23.07.2007

Parcours de toxicomanes en cités livrés à la précarité et au chômage

0a0cfe66368350e16b9814cfbc798023.jpgToxicos, le goût et la peine, de Patricia Bouhnik, Éditions La Découverte, 250 pages, 24 euros.

Au-delà des statistiques et des préjugés, que sait-on des toxicomanes ? Ne les voir que sous l’angle des soins ou de la répression, cela les renvoie au statut de malades ou de délinquants. De la fin des années soixante-dix au début des années quatre-vingt-dix, des cités de la banlieue nord parisienne aux quartiers du nord de Paris, la sociologue Patricia Bouhnik a suivi, durant quinze ans, plusieurs dépendants aux produits illicites ou de substitution. Il a fallu à la chercheuse trouver un juste milieu entre l’implication et la distance. Dans le processus de toxicomanie, certaines étapes sont incontournables. Car pour être de la communauté, il faut commencer par trouver la dose et connaître le rituel de la préparation qui mène au shoot. « Prendre de l’héroïne - "le trou noir du non-sens" -, c’est retrouver la sensation du premier plaisir », peut-on lire. Un plaisir lié à l’interdit, répréhensible pour les pouvoirs publics. L’usage de la drogue concerne l’intime du corps et conduit jusqu’à la relégation et la mort. À chaque histoire, une double fracture : familiale et scolaire.

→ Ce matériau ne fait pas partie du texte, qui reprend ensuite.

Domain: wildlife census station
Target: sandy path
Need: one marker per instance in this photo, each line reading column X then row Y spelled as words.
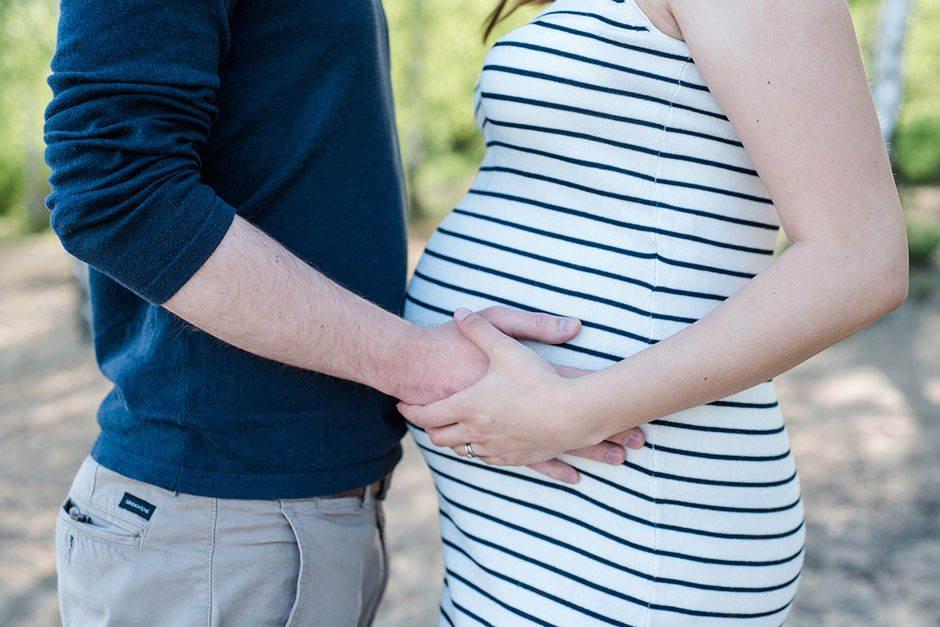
column 863, row 419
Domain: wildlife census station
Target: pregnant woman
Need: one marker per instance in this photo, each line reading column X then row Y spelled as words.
column 639, row 190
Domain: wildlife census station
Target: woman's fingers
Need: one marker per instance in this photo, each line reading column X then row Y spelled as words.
column 526, row 325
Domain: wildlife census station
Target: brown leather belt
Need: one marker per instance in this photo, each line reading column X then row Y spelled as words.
column 378, row 489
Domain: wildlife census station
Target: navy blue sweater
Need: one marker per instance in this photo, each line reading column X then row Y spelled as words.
column 167, row 119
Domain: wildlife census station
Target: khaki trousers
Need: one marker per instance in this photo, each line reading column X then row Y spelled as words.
column 129, row 553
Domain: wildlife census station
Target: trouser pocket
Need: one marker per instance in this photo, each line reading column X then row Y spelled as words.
column 82, row 520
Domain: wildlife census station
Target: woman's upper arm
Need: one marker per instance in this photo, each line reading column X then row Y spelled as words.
column 790, row 78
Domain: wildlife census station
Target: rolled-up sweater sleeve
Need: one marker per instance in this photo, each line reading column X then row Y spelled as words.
column 133, row 85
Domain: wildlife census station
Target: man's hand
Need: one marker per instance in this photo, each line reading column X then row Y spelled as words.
column 445, row 362
column 496, row 414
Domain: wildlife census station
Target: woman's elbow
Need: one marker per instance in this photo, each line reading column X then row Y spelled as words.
column 893, row 275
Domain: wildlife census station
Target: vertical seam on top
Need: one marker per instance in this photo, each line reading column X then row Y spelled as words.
column 656, row 263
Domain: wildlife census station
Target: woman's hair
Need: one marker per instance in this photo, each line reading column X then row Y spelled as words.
column 498, row 14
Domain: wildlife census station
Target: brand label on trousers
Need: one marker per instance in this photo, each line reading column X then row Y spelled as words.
column 139, row 506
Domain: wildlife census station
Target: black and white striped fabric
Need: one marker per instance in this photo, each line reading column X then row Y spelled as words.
column 614, row 190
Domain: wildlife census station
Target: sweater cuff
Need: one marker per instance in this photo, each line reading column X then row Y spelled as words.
column 192, row 254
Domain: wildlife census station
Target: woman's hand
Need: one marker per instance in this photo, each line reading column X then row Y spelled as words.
column 521, row 412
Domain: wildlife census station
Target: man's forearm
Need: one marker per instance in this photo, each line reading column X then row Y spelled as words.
column 256, row 295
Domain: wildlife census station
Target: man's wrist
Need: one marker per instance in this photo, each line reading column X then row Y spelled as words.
column 583, row 398
column 402, row 369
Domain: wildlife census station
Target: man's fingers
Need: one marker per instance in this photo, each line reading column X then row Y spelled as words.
column 605, row 452
column 476, row 329
column 450, row 436
column 525, row 325
column 557, row 469
column 631, row 438
column 570, row 372
column 437, row 414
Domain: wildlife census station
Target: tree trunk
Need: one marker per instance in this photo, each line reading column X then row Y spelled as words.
column 888, row 90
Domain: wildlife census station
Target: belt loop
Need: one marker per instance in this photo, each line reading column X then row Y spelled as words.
column 382, row 490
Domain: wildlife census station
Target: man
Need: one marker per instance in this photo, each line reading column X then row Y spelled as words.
column 230, row 172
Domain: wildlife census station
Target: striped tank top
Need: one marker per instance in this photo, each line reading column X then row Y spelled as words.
column 613, row 190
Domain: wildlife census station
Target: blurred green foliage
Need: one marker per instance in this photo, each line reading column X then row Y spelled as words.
column 436, row 56
column 27, row 37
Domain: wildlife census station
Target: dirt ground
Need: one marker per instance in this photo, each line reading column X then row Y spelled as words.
column 863, row 420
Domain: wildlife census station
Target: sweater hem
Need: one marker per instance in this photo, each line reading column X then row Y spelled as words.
column 243, row 485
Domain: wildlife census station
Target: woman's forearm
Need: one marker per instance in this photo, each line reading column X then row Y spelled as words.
column 811, row 297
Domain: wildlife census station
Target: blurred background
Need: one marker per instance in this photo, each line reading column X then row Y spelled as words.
column 863, row 416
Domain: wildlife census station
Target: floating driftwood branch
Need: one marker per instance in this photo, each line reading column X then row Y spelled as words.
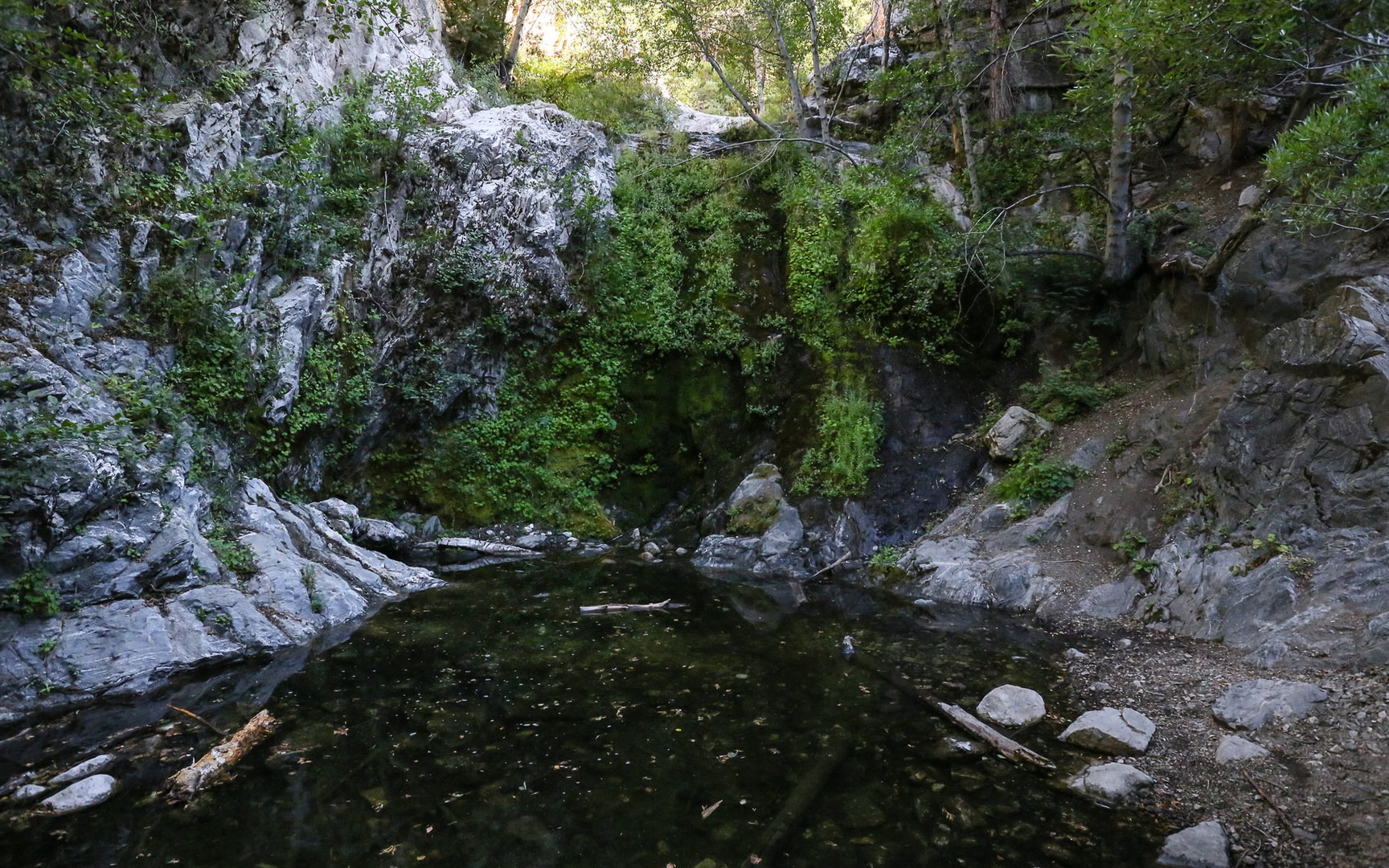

Patricia Bouhnik cherche à comprendre comment la drogue est entrée dans ces vies et le sens de cette expérience. Ces jeunes des cités populaires cumulent les difficultés, issus de l’immigration maghrébine ou africaine, ils vivent des basculements culturels traumatisants. À seize ans, Abou vole pour payer ses doses, la suite logique de son style de vie géré dans la transgression. Jésus, battu par ses parents, s’est défoncé trois jours au trichlo. Amel vit avec des crampes dans le ventre depuis qu’il a reçu des coups de son père, l’héroïne la calme. Pour Tom, « qui n’était pas resté petit longtemps », « la came constituait un chemin d’expérience ». Thierry, abandonné, trouve dans les dealers sa nouvelle famille. Tous ont connu la prison où des règles connues se reproduisent : codes, négociations pour s’approprier la came, un laisser-faire impliquant médecins et responsables pénitentiaires, qui ne proposent aucune prévention devant les risques pris par les détenus. Pour certains, à bout, en prison, c’est « pouvoir souffler », un répit avant la rechute. Pour les femmes, consommer est « le jeu de la différence honteuse ». Elles sont sous-représentées dans les circuits de soins : un tiers de femmes pour deux tiers d’hommes. En 1983, le sida attaque les corps.

Ces quinze dernières années, des milliers de toxicomanes en ont été les victimes indirectes.

Le crack, drogue du pauvre, le détournement de produits de substitution, la polytoxicomanie vont de pair avec la précarisation sociale et le chômage massif.

Dehors, tout est cruauté. Partages de seringues, interpellations, incarcérations. Le capitalisme fait recette de cette infra-économie, avec une retenue : pour ceux qui savent s’en servir, vendre et recevoir des bénéfices. Pour les autres, braquer, trouver des acheteurs, consommer, subir. Le goût d’une aventure surhumaine, puis vient la peine de l’emprisonnement, de la souffrance.